Poetas do Grão-Pará (VI) - João de Jesus Paes Loureiro

Se o poeta de ontem, Iverson Carneiro, não foi capaz de externar (estou brincando, pois para mim é óbvio que a questão foi apenas de contenção do querer), em seu poema, qualquer ideia de luxúria que não se limitasse a esse vocábulo, tal não ocorre na obra de João de Jesus Paes Loureiro, embora não especificamente no poema que ilustra esta postagem.

Explico-me: quando, lá pelo final dos anos 80, tive contato com o seu premiado livro de poesias “Altar em Chamas” [a alusão é clara, como diria o Arnaldo!, pois se reporta à Amazônia sendo devastada pela exploração de suas madeiras e outras riquezas], sinceramente, leitor, a impressão visual indelével que se fixou em minha mente foi a de um rio caudaloso, espumoso, metaforizado em esperma, a gerar, prodigamente, os elementos que permitem à vida se manter em contínuo fluxo. E lá há, por extensão, magnânimos registros a tudo o que é da terra: água, muita água, chuvas, bairros antigos de Belém, lendas, peixes.

Mas, no poema que ora recolhemos, Loureiro, expressando-se de forma regional, consegue ser ao mesmo tempo universal em suas conexões de espaço e tempo.
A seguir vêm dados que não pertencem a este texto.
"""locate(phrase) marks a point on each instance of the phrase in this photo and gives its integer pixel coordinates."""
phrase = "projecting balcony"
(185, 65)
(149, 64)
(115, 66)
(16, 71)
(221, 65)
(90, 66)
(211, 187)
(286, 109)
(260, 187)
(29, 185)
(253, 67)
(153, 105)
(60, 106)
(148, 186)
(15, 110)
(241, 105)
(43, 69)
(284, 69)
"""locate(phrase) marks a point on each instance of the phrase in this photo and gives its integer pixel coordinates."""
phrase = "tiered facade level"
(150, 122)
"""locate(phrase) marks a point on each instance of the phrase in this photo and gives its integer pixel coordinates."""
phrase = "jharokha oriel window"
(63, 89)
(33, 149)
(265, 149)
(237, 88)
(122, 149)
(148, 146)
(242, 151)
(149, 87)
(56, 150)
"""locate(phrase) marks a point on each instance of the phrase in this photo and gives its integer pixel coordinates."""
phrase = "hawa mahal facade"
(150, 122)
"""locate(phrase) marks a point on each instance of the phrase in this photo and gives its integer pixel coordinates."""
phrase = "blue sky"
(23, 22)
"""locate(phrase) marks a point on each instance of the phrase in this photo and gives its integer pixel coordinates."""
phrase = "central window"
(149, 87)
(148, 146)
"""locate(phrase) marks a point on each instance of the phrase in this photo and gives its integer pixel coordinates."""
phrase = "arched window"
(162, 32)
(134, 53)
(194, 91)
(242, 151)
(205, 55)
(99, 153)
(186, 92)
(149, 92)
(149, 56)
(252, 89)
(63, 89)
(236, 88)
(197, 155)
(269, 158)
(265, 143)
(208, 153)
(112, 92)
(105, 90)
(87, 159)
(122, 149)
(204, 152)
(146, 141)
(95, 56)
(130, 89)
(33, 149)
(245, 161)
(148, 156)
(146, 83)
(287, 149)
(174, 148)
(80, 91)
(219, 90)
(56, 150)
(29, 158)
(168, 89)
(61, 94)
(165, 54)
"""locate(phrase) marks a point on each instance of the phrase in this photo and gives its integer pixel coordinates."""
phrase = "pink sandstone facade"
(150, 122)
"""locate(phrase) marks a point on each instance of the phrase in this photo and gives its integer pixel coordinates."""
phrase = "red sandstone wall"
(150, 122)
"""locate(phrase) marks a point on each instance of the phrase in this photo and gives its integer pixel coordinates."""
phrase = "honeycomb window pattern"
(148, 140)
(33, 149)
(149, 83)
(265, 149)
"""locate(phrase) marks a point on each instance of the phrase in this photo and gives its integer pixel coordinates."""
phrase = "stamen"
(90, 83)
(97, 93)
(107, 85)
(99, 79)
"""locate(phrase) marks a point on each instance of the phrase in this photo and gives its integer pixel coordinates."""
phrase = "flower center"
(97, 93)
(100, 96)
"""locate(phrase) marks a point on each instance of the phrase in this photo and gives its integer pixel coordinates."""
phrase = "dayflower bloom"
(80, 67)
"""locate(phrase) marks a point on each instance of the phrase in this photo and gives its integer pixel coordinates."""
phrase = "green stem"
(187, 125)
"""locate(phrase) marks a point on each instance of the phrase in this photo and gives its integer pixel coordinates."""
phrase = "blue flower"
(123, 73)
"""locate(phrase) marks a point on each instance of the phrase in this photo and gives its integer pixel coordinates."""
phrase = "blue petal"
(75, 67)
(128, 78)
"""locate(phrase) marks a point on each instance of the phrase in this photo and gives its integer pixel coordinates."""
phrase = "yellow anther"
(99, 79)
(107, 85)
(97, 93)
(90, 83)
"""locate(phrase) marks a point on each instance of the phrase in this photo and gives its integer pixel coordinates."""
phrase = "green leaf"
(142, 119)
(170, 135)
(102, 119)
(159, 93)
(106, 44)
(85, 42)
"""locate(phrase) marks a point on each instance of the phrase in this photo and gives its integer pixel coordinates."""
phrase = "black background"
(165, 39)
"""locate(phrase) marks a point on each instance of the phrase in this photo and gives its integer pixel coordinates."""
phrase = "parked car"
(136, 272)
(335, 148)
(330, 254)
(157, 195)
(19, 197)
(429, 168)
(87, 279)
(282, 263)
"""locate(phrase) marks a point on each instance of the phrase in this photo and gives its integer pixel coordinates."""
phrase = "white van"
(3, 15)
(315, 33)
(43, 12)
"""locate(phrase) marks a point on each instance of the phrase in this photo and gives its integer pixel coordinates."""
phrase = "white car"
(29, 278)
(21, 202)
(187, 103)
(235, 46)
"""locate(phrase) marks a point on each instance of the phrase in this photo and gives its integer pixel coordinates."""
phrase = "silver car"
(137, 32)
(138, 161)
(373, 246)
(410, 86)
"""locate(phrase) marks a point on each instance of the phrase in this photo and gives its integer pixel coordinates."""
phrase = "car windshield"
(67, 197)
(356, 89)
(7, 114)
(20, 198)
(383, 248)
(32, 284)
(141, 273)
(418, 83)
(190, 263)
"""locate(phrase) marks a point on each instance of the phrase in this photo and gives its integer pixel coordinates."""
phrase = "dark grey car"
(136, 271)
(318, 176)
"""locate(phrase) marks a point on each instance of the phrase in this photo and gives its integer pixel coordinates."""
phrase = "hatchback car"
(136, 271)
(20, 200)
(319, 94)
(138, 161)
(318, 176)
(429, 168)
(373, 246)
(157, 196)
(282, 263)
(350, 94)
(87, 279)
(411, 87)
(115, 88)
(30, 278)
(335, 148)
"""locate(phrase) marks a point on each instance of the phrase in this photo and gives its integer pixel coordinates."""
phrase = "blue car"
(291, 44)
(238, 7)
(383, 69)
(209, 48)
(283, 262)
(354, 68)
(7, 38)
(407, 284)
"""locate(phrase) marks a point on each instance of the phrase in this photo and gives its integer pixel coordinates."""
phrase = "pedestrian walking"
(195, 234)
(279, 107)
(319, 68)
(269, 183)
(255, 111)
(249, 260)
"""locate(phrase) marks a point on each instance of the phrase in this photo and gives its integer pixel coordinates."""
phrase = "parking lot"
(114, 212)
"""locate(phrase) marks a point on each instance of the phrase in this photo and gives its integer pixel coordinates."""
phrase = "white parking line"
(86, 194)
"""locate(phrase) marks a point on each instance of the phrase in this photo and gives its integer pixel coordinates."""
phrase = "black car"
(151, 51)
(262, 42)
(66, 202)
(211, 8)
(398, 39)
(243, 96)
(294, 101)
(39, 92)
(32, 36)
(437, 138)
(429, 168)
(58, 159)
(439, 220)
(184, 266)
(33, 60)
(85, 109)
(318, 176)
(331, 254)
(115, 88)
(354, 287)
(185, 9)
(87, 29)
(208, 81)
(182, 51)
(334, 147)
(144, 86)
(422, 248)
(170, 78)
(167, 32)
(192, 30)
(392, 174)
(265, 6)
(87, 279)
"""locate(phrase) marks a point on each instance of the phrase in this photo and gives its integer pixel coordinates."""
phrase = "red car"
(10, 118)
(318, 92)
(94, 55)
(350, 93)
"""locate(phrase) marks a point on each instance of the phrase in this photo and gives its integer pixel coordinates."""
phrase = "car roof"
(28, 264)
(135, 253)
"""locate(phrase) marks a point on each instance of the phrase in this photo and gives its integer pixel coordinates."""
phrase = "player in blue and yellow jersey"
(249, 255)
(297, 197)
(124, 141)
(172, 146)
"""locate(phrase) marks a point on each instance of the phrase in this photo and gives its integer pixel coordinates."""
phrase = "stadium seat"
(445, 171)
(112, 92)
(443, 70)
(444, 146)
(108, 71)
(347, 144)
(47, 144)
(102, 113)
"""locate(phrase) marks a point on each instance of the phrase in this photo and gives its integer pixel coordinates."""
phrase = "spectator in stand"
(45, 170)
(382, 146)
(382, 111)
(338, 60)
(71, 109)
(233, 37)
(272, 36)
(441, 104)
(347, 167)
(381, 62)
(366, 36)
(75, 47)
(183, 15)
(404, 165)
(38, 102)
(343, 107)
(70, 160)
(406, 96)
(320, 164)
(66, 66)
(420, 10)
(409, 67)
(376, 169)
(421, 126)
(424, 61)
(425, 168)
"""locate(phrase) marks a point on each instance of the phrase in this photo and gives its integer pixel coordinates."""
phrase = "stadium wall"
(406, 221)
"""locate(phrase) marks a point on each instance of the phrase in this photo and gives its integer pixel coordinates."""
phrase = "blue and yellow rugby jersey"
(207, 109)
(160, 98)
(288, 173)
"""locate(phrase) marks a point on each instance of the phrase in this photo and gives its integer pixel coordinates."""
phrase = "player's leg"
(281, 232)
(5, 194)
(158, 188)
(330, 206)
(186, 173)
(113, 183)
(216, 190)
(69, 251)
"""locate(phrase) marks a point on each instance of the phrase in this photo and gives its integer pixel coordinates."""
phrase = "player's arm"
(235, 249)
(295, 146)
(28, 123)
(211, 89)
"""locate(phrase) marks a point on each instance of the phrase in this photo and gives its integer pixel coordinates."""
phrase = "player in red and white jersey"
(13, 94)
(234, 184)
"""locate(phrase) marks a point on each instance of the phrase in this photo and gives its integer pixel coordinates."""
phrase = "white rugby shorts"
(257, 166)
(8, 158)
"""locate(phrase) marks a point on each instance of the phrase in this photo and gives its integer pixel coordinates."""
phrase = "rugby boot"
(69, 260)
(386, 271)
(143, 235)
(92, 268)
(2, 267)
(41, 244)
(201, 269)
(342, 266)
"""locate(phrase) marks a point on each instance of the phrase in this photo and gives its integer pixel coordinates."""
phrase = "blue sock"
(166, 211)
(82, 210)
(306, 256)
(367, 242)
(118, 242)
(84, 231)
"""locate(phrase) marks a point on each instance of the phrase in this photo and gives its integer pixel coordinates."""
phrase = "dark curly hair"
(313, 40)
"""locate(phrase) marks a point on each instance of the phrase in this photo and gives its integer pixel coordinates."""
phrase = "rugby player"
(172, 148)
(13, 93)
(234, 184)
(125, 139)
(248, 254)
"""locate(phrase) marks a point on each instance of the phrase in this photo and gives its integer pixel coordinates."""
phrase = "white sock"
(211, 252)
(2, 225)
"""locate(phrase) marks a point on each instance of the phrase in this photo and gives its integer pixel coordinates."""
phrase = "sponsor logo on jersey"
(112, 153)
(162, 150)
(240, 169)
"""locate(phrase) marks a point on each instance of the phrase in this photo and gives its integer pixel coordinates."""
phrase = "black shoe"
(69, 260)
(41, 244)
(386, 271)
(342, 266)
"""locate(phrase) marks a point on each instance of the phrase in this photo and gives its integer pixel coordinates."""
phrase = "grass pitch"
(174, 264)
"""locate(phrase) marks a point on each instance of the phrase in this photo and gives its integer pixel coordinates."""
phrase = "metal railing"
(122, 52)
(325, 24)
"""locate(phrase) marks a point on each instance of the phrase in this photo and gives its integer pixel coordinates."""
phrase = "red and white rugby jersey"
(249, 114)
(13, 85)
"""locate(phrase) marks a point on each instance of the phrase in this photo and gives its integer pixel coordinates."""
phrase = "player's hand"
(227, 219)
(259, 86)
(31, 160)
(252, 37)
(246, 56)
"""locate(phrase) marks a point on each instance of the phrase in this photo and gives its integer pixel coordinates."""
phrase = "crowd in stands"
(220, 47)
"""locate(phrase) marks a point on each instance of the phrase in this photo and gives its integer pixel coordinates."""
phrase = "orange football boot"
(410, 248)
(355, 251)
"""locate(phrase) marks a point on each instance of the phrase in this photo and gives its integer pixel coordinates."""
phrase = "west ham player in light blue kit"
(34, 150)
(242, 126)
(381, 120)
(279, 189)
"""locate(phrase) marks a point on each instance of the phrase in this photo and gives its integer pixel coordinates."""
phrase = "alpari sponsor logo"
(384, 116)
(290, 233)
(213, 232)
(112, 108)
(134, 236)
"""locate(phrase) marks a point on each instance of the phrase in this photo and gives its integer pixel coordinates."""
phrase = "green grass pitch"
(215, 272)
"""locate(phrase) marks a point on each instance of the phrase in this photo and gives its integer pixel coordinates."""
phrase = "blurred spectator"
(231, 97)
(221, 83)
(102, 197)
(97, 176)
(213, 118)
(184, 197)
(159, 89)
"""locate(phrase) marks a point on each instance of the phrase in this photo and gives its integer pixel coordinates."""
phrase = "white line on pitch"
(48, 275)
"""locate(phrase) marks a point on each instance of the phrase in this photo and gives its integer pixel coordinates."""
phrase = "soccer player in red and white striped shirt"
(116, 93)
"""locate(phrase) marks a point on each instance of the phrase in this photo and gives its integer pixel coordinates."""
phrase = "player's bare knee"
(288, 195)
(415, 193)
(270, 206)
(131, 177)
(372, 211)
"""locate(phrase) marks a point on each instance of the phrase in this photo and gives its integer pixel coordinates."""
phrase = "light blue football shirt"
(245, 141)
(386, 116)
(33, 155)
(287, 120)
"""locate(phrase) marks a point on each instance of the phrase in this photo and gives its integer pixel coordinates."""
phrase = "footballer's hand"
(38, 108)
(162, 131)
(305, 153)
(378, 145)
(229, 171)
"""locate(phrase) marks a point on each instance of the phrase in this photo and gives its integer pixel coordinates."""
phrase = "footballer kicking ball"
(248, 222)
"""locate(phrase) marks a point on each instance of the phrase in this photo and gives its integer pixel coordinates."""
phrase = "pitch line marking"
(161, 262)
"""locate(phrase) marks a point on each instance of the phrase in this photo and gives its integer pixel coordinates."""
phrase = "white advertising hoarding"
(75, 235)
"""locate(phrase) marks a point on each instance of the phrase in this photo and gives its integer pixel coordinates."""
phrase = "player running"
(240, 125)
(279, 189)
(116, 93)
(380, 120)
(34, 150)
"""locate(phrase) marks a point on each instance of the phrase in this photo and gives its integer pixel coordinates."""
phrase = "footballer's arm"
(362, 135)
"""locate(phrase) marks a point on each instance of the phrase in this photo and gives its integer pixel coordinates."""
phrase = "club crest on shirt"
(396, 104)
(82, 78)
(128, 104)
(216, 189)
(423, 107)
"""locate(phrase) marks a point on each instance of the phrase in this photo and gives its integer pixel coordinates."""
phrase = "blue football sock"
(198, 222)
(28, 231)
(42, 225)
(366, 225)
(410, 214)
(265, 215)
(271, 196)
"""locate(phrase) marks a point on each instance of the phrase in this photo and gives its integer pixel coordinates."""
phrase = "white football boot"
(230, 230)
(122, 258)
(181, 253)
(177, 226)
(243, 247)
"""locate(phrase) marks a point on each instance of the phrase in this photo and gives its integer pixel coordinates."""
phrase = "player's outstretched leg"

Digo melhor: é indisfarçável o modo como o poeta paraense emula o padrão e a musicalidade das quadras de Fernando Pessoa. Você pode confirmar, internauta, recitando o poema “Autopsicografia”, do autor lusitano e, depois, declamando as estrofes abaixo de Loureiro! Os ritmos de ambas as criações não se parecem?!

J.A.R. – H.C.

João de Jesus Paes Loureiro
(SAVARY, 2001, p. 219)

Poeta e professor de estética no Centro de Letras, Artes e Comunicação da UFPA, e de Educação Artística na Escola Técnica Federal. Mestre em Teoria Literária e Semiologia, tendo feito o curso de mestrado na Unicamp, SP. Expôs na 10ª Bienal Internacional de Artes Plásticas de São Paulo poemas visuais, em trabalho de parceria com o arquiteto Paulo Chaves Fernandes. Participou, com poema-objeto, da mostra “A Vanguarda Visual Brasileira – 50 Anos Depois da Semana de Arte Moderna”, organizada por Roberto Pontual, para a Galeria Collectio/SP, com inclusão no Dicionário de Artes Plásticas do Brasil.
Premiado pelo Instituto Nacional do Teatro (1975/76) com as peças Ilha da Ira e A Procissão do Sayré. Em 1984, recebeu o prêmio nacional de melhor livro de poesia do ano com Altar em Chamas pela APCA. Tem realizado recitais e atividades de poesia em várias cidades e países: Belém do Pará, Brasília, Porto Alegre, Canela, Gramado, Bogotá e Cartagena (na Colômbia); L’Áquila, (na Itália); Frankfurt, Hamburgo, Berlim e Munique (na Alemanha).
Algumas de suas obras estão traduzidas na Alemanha, China, EUA, Itália e Japão. Sua obra vem sendo estudada em universidades da França, EUA, Alemanha, pelo alto nível poético e pela importância universal que vem conferindo à temática amazônica. Situando o drama do homem no papel essencial entre a moldura da paisagem amazônica, João de Jesus provoca o ultrapassamento das circunstâncias pelo sentido perene de sua poesia. No balanço feito entre as décadas de 80 e 90, a APCA o inclui como um dos dez mais significativos poetas da década.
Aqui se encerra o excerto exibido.